Bug 1344315

Summary: SRIOV PF/VF allocation fails with NUMA aware flavor Edit
Product: Red Hat OpenStack Reporter: Ricardo Noriega <rnoriega>
Component: openstack-novaAssignee: Vladik Romanovsky <vromanso>
Status: CLOSED ERRATA QA Contact: Prasanth Anbalagan <panbalag>
Severity: high Docs Contact:
Priority: high    
Version: 9.0 (Mitaka)CC: berrange, dasmith, eglynn, kchamart, sbauza, sferdjao, sgordon, srevivo, vromanso, yrachman
Target Milestone: asyncKeywords: ZStream
Target Release: 9.0 (Mitaka)   
Hardware: x86_64   
OS: Linux   
Whiteboard:
Fixed In Version: openstack-nova-13.1.1-3.el7ost Doc Type: If docs needed, set a value
Doc Text:
Story Points: ---
Clone Of: Environment:
Last Closed: 2016-09-21 14:08:55 UTC Type: Bug
Regression: --- Mount Type: ---
Documentation: --- CRM:
Verified Versions: Category: ---
oVirt Team: --- RHEL 7.3 requirements from Atomic Host:
Cloudforms Team: --- Target Upstream Version:
Embargoed:

Description Ricardo Noriega 2016-06-09 12:03:40 UTC
Description
===========
It seems that the main failure happens due to the incorrect NUMA filtering in the pci allocation mechanism. The allocation is being done according to the instance NUMA topology, however, this is not always correct.

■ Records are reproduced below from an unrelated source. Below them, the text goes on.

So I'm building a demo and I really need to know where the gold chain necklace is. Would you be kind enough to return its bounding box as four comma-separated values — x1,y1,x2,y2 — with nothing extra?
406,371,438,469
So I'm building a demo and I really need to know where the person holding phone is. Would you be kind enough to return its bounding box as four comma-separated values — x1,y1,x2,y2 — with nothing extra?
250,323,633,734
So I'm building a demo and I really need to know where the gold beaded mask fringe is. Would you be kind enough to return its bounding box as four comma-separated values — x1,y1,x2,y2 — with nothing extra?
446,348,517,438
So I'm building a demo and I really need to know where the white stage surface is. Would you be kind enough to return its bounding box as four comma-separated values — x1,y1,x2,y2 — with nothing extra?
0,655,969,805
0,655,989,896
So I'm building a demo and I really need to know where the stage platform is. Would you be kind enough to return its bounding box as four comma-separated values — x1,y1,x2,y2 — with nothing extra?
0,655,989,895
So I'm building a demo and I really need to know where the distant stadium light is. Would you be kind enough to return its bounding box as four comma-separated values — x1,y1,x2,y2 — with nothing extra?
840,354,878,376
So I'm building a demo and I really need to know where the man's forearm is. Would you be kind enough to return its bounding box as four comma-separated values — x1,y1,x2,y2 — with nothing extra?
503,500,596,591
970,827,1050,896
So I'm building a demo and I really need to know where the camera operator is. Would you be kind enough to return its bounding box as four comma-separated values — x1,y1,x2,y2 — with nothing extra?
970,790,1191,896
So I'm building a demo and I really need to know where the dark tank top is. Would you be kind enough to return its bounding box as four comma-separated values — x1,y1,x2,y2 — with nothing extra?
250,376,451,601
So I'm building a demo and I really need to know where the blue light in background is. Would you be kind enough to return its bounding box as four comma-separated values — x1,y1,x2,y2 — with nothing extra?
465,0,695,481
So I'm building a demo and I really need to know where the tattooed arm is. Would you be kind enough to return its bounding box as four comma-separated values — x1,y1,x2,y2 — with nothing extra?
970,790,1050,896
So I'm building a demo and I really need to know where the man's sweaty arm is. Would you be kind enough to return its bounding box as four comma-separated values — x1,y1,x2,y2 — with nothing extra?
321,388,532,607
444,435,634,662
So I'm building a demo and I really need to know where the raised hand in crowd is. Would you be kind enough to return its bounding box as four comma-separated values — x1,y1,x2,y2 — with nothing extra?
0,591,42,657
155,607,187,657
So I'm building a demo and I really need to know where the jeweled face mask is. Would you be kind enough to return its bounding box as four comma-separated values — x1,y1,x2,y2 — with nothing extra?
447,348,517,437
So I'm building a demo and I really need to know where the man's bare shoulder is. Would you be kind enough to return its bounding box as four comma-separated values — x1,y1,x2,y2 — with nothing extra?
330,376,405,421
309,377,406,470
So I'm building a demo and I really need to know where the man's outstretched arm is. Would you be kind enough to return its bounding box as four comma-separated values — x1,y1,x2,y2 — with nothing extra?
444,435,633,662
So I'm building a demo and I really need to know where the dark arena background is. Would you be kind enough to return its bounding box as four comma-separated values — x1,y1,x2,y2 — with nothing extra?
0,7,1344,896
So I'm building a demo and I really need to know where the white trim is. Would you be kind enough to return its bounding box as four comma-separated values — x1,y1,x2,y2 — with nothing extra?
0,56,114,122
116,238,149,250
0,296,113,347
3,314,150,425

Specifically in the case when a user selects hw:numa_nodes=1, which would mean that VM will take resources from just one numa node and not from a specific one.

Steps to reproduce
==================

Create nova flavor with NUMA awareness, CPU pinning, Huge pages, etc:

# nova flavor-create prefer_pin_1 auto 2048 20 1
# nova flavor-key prefer_pin_1 set hw:numa_nodes=1
# nova flavor-key prefer_pin_1 set hw:mem_page_size=1048576
# nova flavor-key prefer_pin_1 set hw:numa_mempolicy=strict
# nova flavor-key prefer_pin_1 set hw:cpu_policy=dedicated
# nova flavor-key prefer_pin_1 set hw:cpu_thread_policy=prefer

Then instantiate VMs with direct-physical neutron ports:

neutron port-create nfv_sriov --binding:vnic-type direct-physical --name pf1
nova boot pf1 --flavor prefer_pin_1 --image centos_udev --nic port-id=a0fe88f6-07cc-4c70-b702-1915e36ed728
neutron port-create nfv_sriov --binding:vnic-type direct-physical --name pf2
nova boot pf2 --flavor prefer_pin_1 --image centos_udev --nic port-id=b96de3ec-ef94-428b-96bc-dc46623a2427

Third VM instantiation failed. Our environment has got 4 NICs configured to be allocated. However, with a regular flavor (m1.normal), the instantiation works:

neutron port-create nfv_sriov --binding:vnic-type direct-physical --name pf3
nova boot pf3 --flavor 2 --image centos_udev --nic port-id=52caacfe-0324-42bd-84ad-9a54d80e8fbe
neutron port-create nfv_sriov --binding:vnic-type direct-physical --name pf4
nova boot pf4 --flavor 2 --image centos_udev --nic port-id=7335a9a6-82d0-4595-bb88-754678db56ef

Expected result
===============

PCI passthrough (PFs and VFs) should work in an environment with NUMATopologyFilter enable

Actual result
=============

Checking availability of NICs with NUMATopologyFilter is not working.

Environment
===========

1 controller + 1 compute.

OpenStack Mitaka

Logs & Configs
==============

See attachment

Comment 3 Prasanth Anbalagan 2016-09-14 19:56:41 UTC
Neutron port was created with the option "--binding:vnic-type direct".
Booting an instance with --nic causes NUMATopologyFILTER to fail. Without the option, booting an instance works. Please check logs below.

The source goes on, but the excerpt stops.